Still, full-service marketers are often apprehensive about venturing into the will-call or on-demand business, Stillman acknowledged, and the panel at NEFI Visions discussed that.
“The fear is that if you’re a full-service company and you start selling online at a competitive price the full-service customers will get pissed off and leave,” Stillman noted. The panel talked about how to manage that challenge, concluding, Stillman said, that the way to do it is to “make it clear that on demand is self-service. No frills. You don’t get all the bells and whistles of full service. You essentially get fuel, and you get a very convenient online experience. But that’s all you’re getting. It’s another level of service.”
Energy Edge markets a web-based e-commerce platform called Energy Engine that a number of fuel oil dealers are using to sell to on-demand customers.
Robert Spiegel, president of SOS Xtreme Comfort, a full-service dealer in Tuxedo Park, N.Y., uses Energy Engine to run a separate company called Charity Oil, which he founded six years ago and serves as managing member.
“I was losing business to what’s called the on-demand business,” Spiegel said in a phone interview. “I wanted to come up with a way to compete in the on-demand business world but not jeopardize any of my full-service customer base.”
Spiegel hit on a way to use the Energy Engine software to serve on-demand customers through Charity Oil, and support his charitable fundraising as well.
“We’ve always had a charity,” Spiegel said. “I lost my sister to breast cancer, and we had our own foundation for Memorial Sloan-Kettering Hospital in Manhattan.”
Charity Oil is a company where the fuel is delivered by “caring full-service fuel distributors” in specific zip code areas, Spiegel said. So that it won’t erode their full-service customer base, they sell through Charity Oil, which uses a website powered by the Energy Engine software.
Participating dealers follow the charitable sales approach, Spiegel said, “So they’re giving back to the community and also selling on-demand fuel.”
Charity Oil itself has been operating for five years, Spiegel said. “We went from about 104,000 gallons the first year to 800,000 gallons last winter.”
Spiegel said that his full-service company, SOS Xtreme Comfort, did lose some customers to Charity Oil, but he said there were some unexpected gains as well.

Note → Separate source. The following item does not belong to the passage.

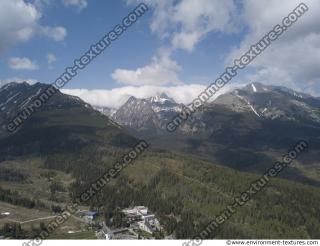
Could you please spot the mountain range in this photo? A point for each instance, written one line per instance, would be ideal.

“We did notice a tremendous amount of former SOS customers now are buying from Charity,” he said. “We had lost them to other will-call or on-demand companies. We’re actually taking some of them back.”
Spiegel surmised, “They might have been happy with SOS’ deliveries, they might have been happy with SOS’ service, but maybe they weren’t happy with the full-service pricing.”
In addition–“we didn’t expect it to happen as rapidly as it did–it really bolstered our SOS service department. We actually had to take on some more technicians because the Charity Oil customer base is using SOS for air conditioning service, heating service, electrical service.”
Charity Oil’s approach to marketing, Spiegel said, “is letting customers know that the Charity Oil fuel is being delivered by a philanthropic full-service company in your area. So the customers know that it’s being delivered by a full-service company.” That approach also helps participating dealers in marketing their full-service business, Spiegel said.
On the Charity Oil website “everything is zip-code specific,” Spiegel emphasized.
A customer on the Charity Oil homepage is asked for their zip code and once they enter it, the site takes them to the participating distributor who handles that zip code.
Charity Oil and SOS Xtreme Comfort are different companies, Spiegel stressed. He said he wanted to keep the full-service enterprise that is SOS, and the on-demand business that is Charity Oil, apart.